La chiesa cattolica non deve essere filo-palestinese o filo-israeliana..., deve essere «filo»-vita, alla sequela coraggiosa e coerente di Cristo. Se non seguiamo la sua strada, che fede, che spiritualità, che cammino pratichiamo? Che comunità siamo e quale pace leggiamo nel vangelo? La chiesa deve essere quella di Gesù e testimoniare le sue parole e i suoi insegnamenti. Altrimenti non si può nemmeno definire cristiana. Credo allora che questo documento sia un invito alla chiesa universale a fare molto di più di quanto sta facendo per raggiungere una giusta soluzione per la pace nella Terra Santa. È un suo dovere far sentire la sua voce profetica in un modo più chiaro e più coraggioso. Non basta pregare per la pace, ma bisogna promuovere delle iniziative serie coinvolgendo l’intera comunità internazionale, per poter influire sulle parti in conflitto e soprattutto su Israele. Non bisogna aver paura di dire la verità e dire che l’occupazione è un peccato. Questa è la verità e questa è la nostra fede cristiana. Non si può tacere quando c’è il male, e non c’è un male peggiore di un’occupazione che dura da quarantatré anni, nel momento in cui il popolo occupato stende la sua mano per una giusta pace basata sulle risoluzioni internazionali, specialmente le risoluzioni 242 e 338.

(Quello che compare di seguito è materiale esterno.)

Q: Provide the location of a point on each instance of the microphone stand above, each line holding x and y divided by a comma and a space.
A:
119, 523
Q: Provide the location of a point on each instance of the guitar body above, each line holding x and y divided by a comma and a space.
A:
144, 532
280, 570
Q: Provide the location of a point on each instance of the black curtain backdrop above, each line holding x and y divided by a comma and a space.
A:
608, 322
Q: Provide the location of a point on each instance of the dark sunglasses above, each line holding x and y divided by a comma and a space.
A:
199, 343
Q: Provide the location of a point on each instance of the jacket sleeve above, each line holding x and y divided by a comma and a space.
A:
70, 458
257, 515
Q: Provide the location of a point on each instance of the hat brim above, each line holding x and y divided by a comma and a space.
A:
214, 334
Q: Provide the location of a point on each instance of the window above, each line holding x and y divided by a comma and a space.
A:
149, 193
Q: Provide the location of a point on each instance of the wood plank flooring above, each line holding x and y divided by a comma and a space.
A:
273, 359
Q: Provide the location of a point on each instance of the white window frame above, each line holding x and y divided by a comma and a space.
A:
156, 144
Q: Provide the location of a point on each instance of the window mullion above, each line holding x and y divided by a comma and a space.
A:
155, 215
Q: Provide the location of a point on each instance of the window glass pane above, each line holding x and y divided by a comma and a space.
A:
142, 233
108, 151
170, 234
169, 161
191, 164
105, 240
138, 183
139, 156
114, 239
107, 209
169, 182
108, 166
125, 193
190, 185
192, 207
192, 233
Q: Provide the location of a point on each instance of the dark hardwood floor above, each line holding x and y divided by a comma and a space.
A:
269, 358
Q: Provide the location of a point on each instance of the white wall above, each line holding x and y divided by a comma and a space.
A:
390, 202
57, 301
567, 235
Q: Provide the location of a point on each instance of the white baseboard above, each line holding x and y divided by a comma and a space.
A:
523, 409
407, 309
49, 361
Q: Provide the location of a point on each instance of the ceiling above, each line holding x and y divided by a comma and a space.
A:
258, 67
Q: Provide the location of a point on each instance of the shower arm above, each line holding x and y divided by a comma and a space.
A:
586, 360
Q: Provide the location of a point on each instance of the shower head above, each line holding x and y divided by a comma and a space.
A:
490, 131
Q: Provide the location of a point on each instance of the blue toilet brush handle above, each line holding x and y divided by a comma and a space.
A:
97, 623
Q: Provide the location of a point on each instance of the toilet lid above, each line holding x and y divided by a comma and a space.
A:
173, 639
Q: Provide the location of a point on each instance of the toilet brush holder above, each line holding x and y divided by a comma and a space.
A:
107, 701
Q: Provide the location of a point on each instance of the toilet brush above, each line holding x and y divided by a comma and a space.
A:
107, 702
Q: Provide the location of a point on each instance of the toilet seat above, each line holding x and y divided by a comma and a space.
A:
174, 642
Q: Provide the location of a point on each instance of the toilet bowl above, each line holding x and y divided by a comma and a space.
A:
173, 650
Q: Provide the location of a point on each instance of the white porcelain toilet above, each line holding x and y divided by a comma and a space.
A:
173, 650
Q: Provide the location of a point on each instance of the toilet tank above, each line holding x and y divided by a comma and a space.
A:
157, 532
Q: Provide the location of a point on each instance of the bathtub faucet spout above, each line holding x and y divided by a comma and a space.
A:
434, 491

Perciò Kairós è una professione di fede unita al grido proveniente da un popolo che soffre e chiede l’aiuto della comunità internazionale per una giusta pace. Questo documento teologico è scritto da cristiani palestinesi che rifiutano qualsiasi teologia esclusiva e offre la sua apertura per un dialogo teologico e politico con gli ebrei e con coloro, anche tra i cristiani, che portano avanti una teologia sbagliata, incoraggiando la violenza, l’oppressione invece che la pace e la degna vita per tutti, basata sulla giustizia, sull’amore e il rispetto reciproco.

 

Geries S. Khoury*

 

in Kairos Palestina un momento di verità, Edizioni messaggero, Padova 2010

*Geries S. Khoury è un teologo arabo-cristiano di Fassouta in Galilea. È direttore del Centro AI-Liga di Betlemme per il dialogo e gli studi religiosi in Terra Santa, intellettuale palestinese, cittadino israeliano, esperto attivo nel dialogo cristiano-islamico in Palestina, in Israele e all’estero.